Meine sehr geehrten Damen und Herren, ich begrüße Sie zur 103. Sitzung des Landtages. Ich stelle fest, dass der Landtag ordnungsgemäß einberufen wurde und beschlussfähig ist. Die Sitzung ist eröffnet. Die vorläufige Tagesordnung der 103. und 104. Sitzung liegt Ihnen vor.
Auf Drucksache 6/4621 liegt Ihnen ein Dringlichkeits- antrag der Fraktionen der SPD, CDU, DIE LINKE und BÜNDNIS 90/DIE GRÜNEN – Rechtsextremistisch und fremdenfeindlich motivierte Gewalttaten stoppen für ein weltoffenes friedliches und tolerantes Mecklenburg-Vor- pommern – vor. Im Ältestenrat ist vereinbart worden, die Tagesordnung um diese Vorlage zu erweitern. Der Tagesordnungspunkt wird am Donnerstag nach dem Tagesordnungspunkt 20 aufgerufen. Wird der so geänderten vorläufigen Tagesordnung widersprochen? – Das ist nicht der Fall. Damit gilt die Tagesordnung der 103. und 104. Sitzung gemäß Paragraf 73 Absatz 3 unserer Geschäftsordnung als festgestellt.
Gemäß Paragraf 4 Absatz 3 unserer Geschäftsordnung benenne ich für die 103. und 104. Sitzung die Abgeordneten Heino Schütt, Torsten Koplin, Dr. Ursula Karlowski und Johann-Georg Jaeger zu Schriftführern.
Ich rufe auf den Tagesordnungspunkt 1: Regierungserklärung des Ministerpräsidenten des Landes Mecklenburg-Vorpommern anlässlich 25 Jahre MecklenburgVorpommern.
Regierungserklärung des Ministerpräsidenten des Landes Mecklenburg-Vorpommern anlässlich 25 Jahre Mecklenburg-Vorpommern
Sehr geehrte Frau Präsidentin! Liebe Kolleginnen und Kollegen! Meine sehr geehrten Damen und Herren! Vor wenigen Tagen, am 3. Oktober, haben wir 25 Jahre deutsche Einheit gefeiert. Dabei ist eine überwiegend positive Bilanz gezogen worden, und das zu Recht.
Die ostdeutschen Bundesländer haben sich seit 1990 insgesamt gut entwickelt, und wir sind auch beim Zusammenwachsen zwischen Ost und West gut vorangekommen. Es ist ein Anlass zu großer Freude, dass wir Deutschen heute wieder ganz selbstverständlich in einem Land leben.
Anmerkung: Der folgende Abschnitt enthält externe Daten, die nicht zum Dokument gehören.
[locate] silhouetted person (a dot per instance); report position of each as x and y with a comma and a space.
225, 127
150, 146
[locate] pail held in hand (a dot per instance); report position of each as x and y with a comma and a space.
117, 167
Der 3. Oktober ist zugleich die Geburtsstunde unseres Bundeslandes. Am 14. Oktober 1990 fanden die ersten Landtagswahlen statt und knapp zwei Wochen später, am 26. Oktober, kam der Landtag zu seiner ersten Sitzung zusammen. Am Tag darauf wurde der erste Ministerpräsident gewählt. Deshalb denke ich, dass unsere heutige Sitzung der richtige Zeitpunkt ist, um zurückzublicken und Bilanz zu ziehen nach 25 Jahren Mecklenburg-Vorpommern.
Nun kommt vielleicht von dem einen oder anderen der Einwand: Wie kann man angesichts der großen Herausforderungen, vor denen Deutschland und auch wir in
Mecklenburg-Vorpommern wegen der großen Zahl an Flüchtlingen stehen, wie kann man da eine Regierungserklärung zu 25 Jahren Mecklenburg-Vorpommern machen? Müsste dann nicht TOP 1 der heutigen Sitzung wieder die Flüchtlingsproblematik sein? Es stimmt natürlich, dass dies die aktuell größte Herausforderung ist, die große Anstrengungen erfordert. Das leisten wir auch, gestern zum Beispiel mit der Kabinettsvorlage zur Umsetzung der Ergebnisse des Flüchtlingsgipfels. Aber, meine Damen und Herren, klar ist doch auch, wir dürfen jetzt nicht immer nur noch über Flüchtlinge reden.
Es darf nicht der Eindruck entstehen, alle anderen im Land müssten deshalb zurückstehen. Das muss in der Waage bleiben. Alle brauchen unsere Fürsorge, und wir helfen nicht dem einen auf Kosten der anderen.
(Beifall vonseiten der Fraktionen der SPD, CDU und DIE LINKE – Udo Pastörs, NPD: Was für ein Geschwätz!)
Es ist angesichts der großen Herausforderungen sicherlich auch gut und richtig, sich vor Augen zu führen, was wir alle miteinander in der Vergangenheit an Schwierigkeiten schon gemeistert haben.
Dass den Menschen in Mecklenburg-Vorpommern, im ganzen Osten, erst eine friedliche Revolution und dann ein beispielloser Aufbauprozess gelungen ist, das darf nicht deshalb unter den Tisch fallen, weil es jetzt eine andere große Aufgabe zu bewältigen gilt. Im Gegenteil, ich meine, das ist auch eine Ermutigung in der jetzigen schwierigen Situation und ein Grund für Zuversicht, also hochaktuell.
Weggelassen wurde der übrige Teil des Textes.